Loin d’être issues d’un modèle usé, les coopératives se portent bien partout dans le monde en dépit d’un contexte économique morose. Tellement bien, même, qu’il est étonnant qu’elles ne soient pas davantage connues et reconnues au moment même où l’avenir semble leur sourire plus que jamais.

Les coopératives se sont remarquablement bien tirées de la terrible crise qui s’est abattue sur l’économie mondiale et dont nous peinons encore et toujours à nous remettre. On les savait déjà plus résilientes que les entreprises privées, avec un taux de survie au Québec de 62 % comparativement à 35 % après cinq ans et de 44 % comparativement à 20 % après dix ans, mais cette force tranquille s’est particulièrement révélée durant les jours les plus noirs de la grande récession. « Il y a dans le modèle commercial d’entreprises détenues par leurs clients quelque chose qui leur confère cette capacité de résistance face aux crises », constatait plus tôt cette année une étude de l’Organisation internationale du Travail (oit) se penchant sur le cas particulier des coopératives financières. Tandis que les grandes banques privées tombaient comme des mouches et appelaient à l’aide les gouvernements, ces coops financières ont « continué de fournir des services bancaires aux personnes à faible revenu, à jouer un rôle de stabilisateur du système bancaire, à régénérer les économies locales et (indirectement) à créer des emplois », y constate-t-on. On y observe notamment que « le régime de propriété des coopératives financières permet d’éviter les conflits d’intérêts entre propriétaires et clients », et que leur « capacité à établir de véritables relations sur le long terme avec les entreprises locales est absolument cruciale ».

Une spécialité québécoise

On estime qu’il y a dans le monde 750 000 coopératives qui comptent 800 millions de membres et qui procurent 100 millions d’emplois, soit 20 % de plus que les multinationales. Représentant les deux tiers du secteur au Canada, le Québec est particulièrement bien pourvu en la matière avec 3 300 entreprises coopératives et mutuelles comptant 8,8 millions de membres, fournissant 92 000 emplois et affichant un chiffre d’affaires de 26 milliards de dollars.
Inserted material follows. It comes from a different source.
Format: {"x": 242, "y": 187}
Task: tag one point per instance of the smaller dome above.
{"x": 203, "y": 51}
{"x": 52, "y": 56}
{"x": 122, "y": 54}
Ses représentants les plus connus se retrouvent dans le milieu financier, tels le Mouvement Desjardins ou les assureurs Promutuel, SSQ et La Capitale, et dans le secteur agroalimentaire, comme la Coop fédérée et Agropur. Mais on en trouve aussi près d’une quarantaine dans d’autres secteurs, dont l’alimentation, l’habitation, l’industrie forestière, les services funéraires, les soins de santé et le milieu scolaire.

L’étude de l’oit présente le Mouvement Desjardins comme « le joyau du mouvement mondial des coopératives d’épargne et de crédit ». Le disant unique de par sa taille relative dans le marché québécois, sa complexité, son caractère coopératif et ses retombées socioéconomiques, l’étude conclut qu’on « n’est plus en présence ici d’un simple secteur économique, mais d’un véritable mouvement social qui a transformé profondément l’économie de la région dans laquelle il est implanté ».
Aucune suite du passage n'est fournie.